Poking about under a small rock picked up in a Japanese car park – not the most glamorous of activities – has paid a dividend for scientists who discovered a brand new species of tardigrade.
Tardigrades are a very well-known group of tiny animals – micrometazoans, in the jargon – famous for being pretty much indestructible.
The animals, colloquially known as water-bears or moss piglets, are typically no larger than half a millimetre long and boast eight legs. They have been found to be extremely resilient, surviving conditions that would be fatal to pretty much every other living thing, such as extreme temperatures, extreme pressures, dehydration, starvation and radiation.
At the end of the world it will be the tardigrades, not the cockroaches, that will survive.
Members of the tardigrade phylum have been found in living in the deep ocean and in mud volcanoes. Most, however, hang about in moss.
For this reason, a small group of tardigrade researchers led by Daniel Stec of the Jagiellonian University in Poland, recently decided to have a close look at a moss-covered bit of concrete found lying in a car park in the Otsuka-machi district of Tsuruoka City in Japan.
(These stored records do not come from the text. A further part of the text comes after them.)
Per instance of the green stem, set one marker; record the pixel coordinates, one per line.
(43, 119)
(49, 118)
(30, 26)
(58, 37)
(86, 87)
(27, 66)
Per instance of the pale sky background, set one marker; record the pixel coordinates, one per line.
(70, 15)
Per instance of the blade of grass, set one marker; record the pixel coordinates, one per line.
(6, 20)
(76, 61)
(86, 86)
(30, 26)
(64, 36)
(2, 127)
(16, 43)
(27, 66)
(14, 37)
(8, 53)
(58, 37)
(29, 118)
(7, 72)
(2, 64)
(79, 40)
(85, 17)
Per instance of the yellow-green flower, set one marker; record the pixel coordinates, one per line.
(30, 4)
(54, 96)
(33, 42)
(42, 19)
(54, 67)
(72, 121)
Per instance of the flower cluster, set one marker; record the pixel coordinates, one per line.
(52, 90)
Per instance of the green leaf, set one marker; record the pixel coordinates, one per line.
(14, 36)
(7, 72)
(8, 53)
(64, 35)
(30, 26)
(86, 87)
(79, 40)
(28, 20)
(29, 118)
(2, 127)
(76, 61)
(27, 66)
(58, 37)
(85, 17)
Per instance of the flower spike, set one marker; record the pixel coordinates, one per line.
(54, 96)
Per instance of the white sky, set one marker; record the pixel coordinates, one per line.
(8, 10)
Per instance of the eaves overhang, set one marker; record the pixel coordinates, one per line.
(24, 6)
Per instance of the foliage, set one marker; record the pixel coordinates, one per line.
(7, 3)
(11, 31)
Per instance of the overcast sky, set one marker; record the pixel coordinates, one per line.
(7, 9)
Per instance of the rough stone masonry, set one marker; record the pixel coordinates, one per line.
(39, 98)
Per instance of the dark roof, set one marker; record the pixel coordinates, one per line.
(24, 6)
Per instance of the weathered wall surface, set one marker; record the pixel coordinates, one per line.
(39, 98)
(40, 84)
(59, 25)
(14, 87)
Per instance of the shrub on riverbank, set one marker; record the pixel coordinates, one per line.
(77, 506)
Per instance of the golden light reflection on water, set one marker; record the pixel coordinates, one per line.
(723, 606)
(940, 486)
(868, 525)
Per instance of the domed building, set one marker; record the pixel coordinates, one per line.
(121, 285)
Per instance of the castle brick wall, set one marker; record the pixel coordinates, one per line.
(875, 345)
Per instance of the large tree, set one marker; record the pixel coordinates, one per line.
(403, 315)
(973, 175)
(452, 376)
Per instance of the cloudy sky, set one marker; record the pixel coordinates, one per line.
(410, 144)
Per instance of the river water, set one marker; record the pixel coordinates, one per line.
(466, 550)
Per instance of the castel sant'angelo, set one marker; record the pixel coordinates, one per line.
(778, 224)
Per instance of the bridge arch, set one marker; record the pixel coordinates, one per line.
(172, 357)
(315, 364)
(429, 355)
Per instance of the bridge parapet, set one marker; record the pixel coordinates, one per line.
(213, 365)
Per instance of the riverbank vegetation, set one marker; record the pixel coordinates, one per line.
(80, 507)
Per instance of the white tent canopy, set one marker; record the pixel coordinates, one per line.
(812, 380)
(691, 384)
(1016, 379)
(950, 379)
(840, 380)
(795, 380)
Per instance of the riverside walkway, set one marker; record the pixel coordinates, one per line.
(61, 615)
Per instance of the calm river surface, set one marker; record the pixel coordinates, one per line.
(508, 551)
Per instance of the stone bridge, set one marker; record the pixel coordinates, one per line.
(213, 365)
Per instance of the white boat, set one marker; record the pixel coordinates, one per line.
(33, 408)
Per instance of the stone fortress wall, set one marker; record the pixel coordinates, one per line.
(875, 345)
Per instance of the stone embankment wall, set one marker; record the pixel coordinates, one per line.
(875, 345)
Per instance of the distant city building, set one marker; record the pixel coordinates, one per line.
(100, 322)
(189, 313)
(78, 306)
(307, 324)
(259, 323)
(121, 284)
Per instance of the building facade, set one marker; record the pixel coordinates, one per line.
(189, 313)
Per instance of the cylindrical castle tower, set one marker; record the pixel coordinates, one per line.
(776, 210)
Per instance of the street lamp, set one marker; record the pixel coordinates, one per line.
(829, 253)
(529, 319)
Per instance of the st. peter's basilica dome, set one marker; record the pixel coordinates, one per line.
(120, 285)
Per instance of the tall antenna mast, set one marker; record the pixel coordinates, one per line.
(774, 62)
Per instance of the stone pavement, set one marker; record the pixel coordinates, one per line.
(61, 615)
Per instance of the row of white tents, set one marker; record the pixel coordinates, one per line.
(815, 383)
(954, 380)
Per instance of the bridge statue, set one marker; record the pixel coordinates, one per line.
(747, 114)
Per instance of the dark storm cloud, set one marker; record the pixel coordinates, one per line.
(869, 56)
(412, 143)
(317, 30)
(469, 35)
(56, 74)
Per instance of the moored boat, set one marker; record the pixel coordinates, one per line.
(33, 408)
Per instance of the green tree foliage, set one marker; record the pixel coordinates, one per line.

They took the lump back to a laboratory and discovered that it was home to 10 individual tardigrades. These were placed into separate habitats and cultured, producing small populations that could then be analysed and classified using phase contrast light microscopy (PCM), scanning electron microscopy (SEM) and DNA sequencing.
One of these turned out to be a completely new species, a determination made on the basis of the anatomy of the adults and filaments found attached to its eggs.
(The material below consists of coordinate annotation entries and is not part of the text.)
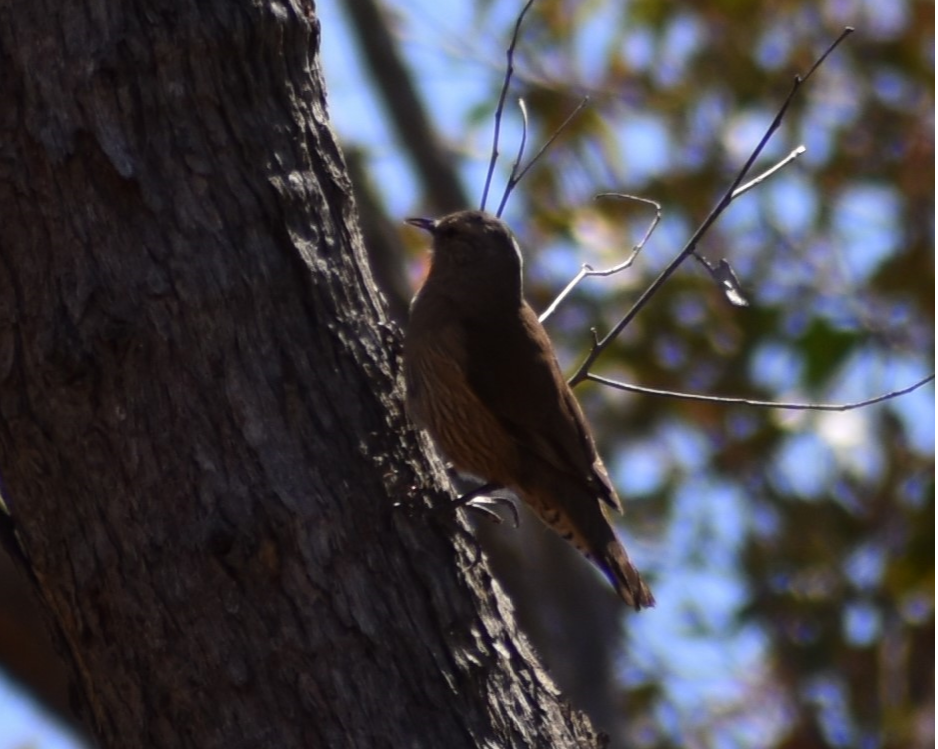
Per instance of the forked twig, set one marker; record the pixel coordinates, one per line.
(509, 71)
(586, 270)
(516, 176)
(601, 345)
(757, 403)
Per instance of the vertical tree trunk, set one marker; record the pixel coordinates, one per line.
(201, 440)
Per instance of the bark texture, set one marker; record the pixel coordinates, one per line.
(201, 438)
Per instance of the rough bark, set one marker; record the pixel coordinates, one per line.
(201, 440)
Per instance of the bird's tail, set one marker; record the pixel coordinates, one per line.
(615, 563)
(578, 516)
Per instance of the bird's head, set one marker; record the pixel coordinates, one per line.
(475, 245)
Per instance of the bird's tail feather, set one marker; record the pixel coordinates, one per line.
(615, 563)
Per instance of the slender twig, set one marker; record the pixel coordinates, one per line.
(757, 403)
(769, 172)
(512, 177)
(601, 345)
(516, 175)
(509, 70)
(587, 270)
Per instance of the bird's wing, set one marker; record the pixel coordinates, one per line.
(514, 372)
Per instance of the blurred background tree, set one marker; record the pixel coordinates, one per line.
(792, 553)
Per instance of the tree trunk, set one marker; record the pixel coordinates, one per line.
(201, 434)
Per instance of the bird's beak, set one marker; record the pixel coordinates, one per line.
(427, 224)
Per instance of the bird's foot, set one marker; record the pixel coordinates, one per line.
(482, 500)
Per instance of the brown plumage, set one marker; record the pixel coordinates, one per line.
(482, 378)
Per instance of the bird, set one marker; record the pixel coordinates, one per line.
(482, 378)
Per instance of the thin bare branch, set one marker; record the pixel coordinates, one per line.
(586, 270)
(769, 172)
(727, 198)
(516, 176)
(757, 403)
(509, 71)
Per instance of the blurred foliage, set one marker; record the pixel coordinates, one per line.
(793, 552)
Stec and colleagues named the species Macrobiotus shonaicus, and formally describe it in a paper in the journal PLOS One. The discovery brings the total number of tardigrade species so far discovered in Japan to 168.
The animals were first identified by zoologist Johann August Ephrain Goeze in 1773. Since then about 1200 species have been found around the globe with the number rising by about 20 each year.